Sarah and her family appear on the 1891 census of England, living in the St. Martin district of Liverpool, Lancashire.  Her parents are Richard Dolphin, age 34, and Rachel Dolphin, age 26.  Sarah is 4 years old on this census, and she has three siblings:  Mary A. Dolphin, age 8, Esther Dolphin, age 6, and James Dolphin, age 5 months.  They live at 13 Court (Street?), in a two-room house.  Her father is a Carter by occupation;  it is evidently a working-class neighbourhood as their fellow street-dwellers have occupations such as Fish Hawker, Clothes Gatherer, Basket Girl, Charwoman, and Dock Laborer.   The oldest girl in the Dolphin family, Mary, attends school, the others are presumably too young.  The father, Richard Dolphin, is probably illiterate as he signed his marriage record with an X (Rachel was able to sign her maiden name, Rachel Hayes Wright). The whole family, including Richard and Rachel, were born in Liverpool.  Richard and Rachel's fathers were both Carters by occupation as well.

Death records for Lancashire show that Rachel Dolphin was buried on 22 September 1896 at age 31  in Ford Cemetery. I can find no death record for Richard. 

In the 1901 census of England, James Dolphin appears living at St. George Industrial School in Everton, Lancashire.  This is an all-boys boarding school for orphans and destitute children and at ten years of age he appears to be one of the younger students.

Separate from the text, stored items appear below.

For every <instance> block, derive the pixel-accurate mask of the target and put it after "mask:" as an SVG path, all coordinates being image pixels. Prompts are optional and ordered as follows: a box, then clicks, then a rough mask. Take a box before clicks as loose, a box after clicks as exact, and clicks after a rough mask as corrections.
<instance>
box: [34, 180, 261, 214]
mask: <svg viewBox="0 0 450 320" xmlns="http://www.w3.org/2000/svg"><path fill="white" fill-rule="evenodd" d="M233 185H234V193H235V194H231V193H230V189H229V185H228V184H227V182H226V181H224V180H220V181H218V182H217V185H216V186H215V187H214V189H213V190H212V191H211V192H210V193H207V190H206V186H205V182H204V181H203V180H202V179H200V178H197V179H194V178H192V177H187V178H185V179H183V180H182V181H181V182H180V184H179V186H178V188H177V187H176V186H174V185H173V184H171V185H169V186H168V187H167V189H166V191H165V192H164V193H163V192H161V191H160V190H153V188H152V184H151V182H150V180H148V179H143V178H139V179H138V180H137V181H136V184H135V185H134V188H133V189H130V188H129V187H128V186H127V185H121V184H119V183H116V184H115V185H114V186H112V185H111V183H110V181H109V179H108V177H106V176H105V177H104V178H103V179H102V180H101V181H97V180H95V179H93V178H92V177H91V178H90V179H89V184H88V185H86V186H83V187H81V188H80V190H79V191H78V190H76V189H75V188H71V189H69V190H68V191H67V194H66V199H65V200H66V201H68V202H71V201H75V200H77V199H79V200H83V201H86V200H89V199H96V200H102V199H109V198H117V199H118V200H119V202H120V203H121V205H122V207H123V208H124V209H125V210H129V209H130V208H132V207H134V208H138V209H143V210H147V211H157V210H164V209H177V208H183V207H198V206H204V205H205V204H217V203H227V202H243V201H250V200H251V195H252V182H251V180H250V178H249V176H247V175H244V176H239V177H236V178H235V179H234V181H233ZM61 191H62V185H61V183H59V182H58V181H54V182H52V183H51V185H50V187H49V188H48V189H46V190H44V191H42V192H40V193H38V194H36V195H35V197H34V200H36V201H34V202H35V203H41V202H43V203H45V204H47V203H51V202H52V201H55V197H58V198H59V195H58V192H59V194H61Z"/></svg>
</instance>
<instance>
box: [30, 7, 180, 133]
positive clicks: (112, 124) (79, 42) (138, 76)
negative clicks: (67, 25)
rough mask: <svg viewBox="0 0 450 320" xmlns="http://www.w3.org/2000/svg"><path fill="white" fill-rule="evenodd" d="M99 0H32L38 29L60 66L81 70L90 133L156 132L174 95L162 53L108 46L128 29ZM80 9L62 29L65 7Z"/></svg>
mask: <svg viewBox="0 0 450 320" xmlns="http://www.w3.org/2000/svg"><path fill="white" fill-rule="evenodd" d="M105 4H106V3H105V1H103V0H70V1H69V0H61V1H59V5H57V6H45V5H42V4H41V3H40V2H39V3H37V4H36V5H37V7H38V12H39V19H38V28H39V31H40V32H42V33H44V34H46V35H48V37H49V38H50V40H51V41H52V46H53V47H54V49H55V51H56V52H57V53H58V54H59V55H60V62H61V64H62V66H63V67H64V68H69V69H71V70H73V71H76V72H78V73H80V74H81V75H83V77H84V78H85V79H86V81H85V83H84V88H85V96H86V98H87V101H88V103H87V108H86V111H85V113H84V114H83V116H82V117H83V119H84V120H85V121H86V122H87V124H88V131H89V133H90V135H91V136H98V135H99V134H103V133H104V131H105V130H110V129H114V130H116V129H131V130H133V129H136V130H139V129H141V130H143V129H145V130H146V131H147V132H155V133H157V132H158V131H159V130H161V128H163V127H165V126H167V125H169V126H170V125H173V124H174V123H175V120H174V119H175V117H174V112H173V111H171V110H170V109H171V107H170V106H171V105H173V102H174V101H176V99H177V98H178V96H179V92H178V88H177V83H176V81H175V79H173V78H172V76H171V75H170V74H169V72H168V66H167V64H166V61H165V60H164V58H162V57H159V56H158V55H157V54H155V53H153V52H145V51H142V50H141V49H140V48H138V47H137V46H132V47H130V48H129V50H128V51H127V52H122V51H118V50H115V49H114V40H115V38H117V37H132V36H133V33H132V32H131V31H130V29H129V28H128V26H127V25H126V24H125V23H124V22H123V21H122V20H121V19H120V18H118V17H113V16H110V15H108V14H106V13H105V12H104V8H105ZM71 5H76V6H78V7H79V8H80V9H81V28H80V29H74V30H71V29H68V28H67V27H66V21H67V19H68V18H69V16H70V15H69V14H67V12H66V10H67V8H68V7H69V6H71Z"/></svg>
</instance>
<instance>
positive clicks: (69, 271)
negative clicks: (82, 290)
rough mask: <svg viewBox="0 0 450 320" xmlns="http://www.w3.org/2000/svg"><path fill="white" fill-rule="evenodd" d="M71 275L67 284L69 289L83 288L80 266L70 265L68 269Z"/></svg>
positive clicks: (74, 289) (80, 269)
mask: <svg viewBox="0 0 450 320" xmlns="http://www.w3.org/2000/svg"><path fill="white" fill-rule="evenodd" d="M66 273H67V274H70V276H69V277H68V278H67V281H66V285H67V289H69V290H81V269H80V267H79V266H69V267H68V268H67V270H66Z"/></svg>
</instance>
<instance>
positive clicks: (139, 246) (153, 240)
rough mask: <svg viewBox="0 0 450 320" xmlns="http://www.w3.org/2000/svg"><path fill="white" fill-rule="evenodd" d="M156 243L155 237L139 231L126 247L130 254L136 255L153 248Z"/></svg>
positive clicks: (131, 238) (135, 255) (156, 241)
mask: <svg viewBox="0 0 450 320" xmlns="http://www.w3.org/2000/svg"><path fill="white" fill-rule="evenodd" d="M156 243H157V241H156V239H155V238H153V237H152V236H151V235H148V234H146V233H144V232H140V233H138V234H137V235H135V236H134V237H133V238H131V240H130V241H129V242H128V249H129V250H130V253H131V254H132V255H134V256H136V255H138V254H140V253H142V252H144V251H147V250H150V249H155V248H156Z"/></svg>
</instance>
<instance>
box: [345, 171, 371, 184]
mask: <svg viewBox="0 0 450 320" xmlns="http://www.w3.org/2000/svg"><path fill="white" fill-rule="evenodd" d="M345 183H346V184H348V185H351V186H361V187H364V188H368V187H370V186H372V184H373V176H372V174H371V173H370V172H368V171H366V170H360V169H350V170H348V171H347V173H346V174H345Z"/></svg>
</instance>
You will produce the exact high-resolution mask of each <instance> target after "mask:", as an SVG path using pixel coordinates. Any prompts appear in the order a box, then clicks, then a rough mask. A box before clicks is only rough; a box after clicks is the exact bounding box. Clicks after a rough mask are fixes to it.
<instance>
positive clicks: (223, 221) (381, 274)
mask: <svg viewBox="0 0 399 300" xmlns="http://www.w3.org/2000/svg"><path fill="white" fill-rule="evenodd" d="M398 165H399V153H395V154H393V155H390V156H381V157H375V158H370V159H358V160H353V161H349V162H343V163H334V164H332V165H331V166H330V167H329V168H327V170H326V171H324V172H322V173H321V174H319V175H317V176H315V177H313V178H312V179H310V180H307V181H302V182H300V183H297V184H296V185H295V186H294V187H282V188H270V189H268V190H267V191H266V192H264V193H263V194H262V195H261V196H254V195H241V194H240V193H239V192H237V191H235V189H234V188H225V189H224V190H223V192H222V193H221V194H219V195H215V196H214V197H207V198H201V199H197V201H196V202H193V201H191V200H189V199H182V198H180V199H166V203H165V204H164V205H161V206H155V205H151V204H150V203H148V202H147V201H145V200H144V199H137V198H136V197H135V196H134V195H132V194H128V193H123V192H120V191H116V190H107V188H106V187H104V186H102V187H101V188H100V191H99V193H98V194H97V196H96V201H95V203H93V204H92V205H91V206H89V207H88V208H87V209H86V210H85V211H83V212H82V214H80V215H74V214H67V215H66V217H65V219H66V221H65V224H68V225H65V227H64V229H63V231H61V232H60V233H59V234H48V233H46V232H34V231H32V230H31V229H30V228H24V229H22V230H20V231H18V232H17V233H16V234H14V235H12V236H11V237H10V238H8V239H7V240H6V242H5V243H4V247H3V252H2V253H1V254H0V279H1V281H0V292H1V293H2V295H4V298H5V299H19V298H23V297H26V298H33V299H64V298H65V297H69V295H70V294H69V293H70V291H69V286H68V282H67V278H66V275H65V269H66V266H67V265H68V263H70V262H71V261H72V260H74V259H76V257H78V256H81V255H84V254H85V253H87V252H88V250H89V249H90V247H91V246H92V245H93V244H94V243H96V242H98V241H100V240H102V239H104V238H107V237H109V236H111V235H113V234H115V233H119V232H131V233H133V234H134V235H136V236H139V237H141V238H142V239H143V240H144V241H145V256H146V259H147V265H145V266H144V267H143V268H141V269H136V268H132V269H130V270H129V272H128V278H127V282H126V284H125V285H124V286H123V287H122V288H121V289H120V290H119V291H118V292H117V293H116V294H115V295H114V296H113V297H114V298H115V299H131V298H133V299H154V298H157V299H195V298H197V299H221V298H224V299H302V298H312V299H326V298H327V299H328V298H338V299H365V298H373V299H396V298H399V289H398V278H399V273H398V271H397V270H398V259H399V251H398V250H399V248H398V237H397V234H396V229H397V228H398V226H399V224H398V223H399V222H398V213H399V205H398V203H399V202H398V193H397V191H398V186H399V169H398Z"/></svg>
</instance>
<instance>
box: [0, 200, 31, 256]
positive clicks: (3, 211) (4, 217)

On September 21, 1896, the day before their mother's burial, Sarah, Mary and Esther Dolphin arrived in Montreal on the ship Sardinian.  The ship had left England on September 10th.  They were with a group of 32 children going to Montreal under the protection of Miss Yates of the Liverpool Catholic Children's Protection Society.     The words "from workhouses" appears beside the children's names.  Sarah is ten years old, Esther is twelve, and Mary is fourteen.

Ship's Passenger List Recording Sarah, Mary and Esther Dolphin's Arrival in Canada.
The girls travelled to Canada together, but by 1901 they were separated;  probably they were separated shortly after their arrival.  The 1901 census finds Esther living as a domestic servant with the family of Robert and Mary Duclos and their six children, also in Westmount. Mary does not appear on the census at all.  In 1901, Sarah, although she is only 14 years old, is not attending school.  The 1901 census says that she can read, write, and can speak English and French, but at what level we don't know. By the 1911 census Sarah has left the Rutherford household and Esther has left the Duclos household.  Where did they go?

Sarah Dolphin and her sisters drop off the Montreal records after 1901.  They were three of approximately 118,000 children sent to Canada under the Child Immigration Scheme which began in 1863 and, astonishingly,  did not completely end until 1939.  Under this program British children from poor families  were brought in to Canada to serve as unpaid domestic and farm labour.   They were required to remain with the families they were placed with until they turned eighteen, while these families had no obligation to educate them or even treat them well. Historians now believe that very few of these children were true orphans, rather, their families had been either temporarily or permanently  incapacitated by poverty in a society which had no government supported social safety net as we know it today.   According to the British Home Children Advocacy and Research Association and many other sources, often British families without other resources would place their children in the care of charitable aid societies for what they hoped was a short period.  Once the children were shipped to Canada without the parent's knowledge or consent, they would be impossible for the family left behind to locate.  No effort was made to minimize the trauma of being uprooted from family by at least keeping siblings together, as evidenced by the case of the four Dolphin siblings.  It makes me truly sick to think that Sarah was the age my youngest child is right now when she crossed the ocean and entered the Rutherford household in service, all alone.  I hope they were kind to her. I wonder where she ended up.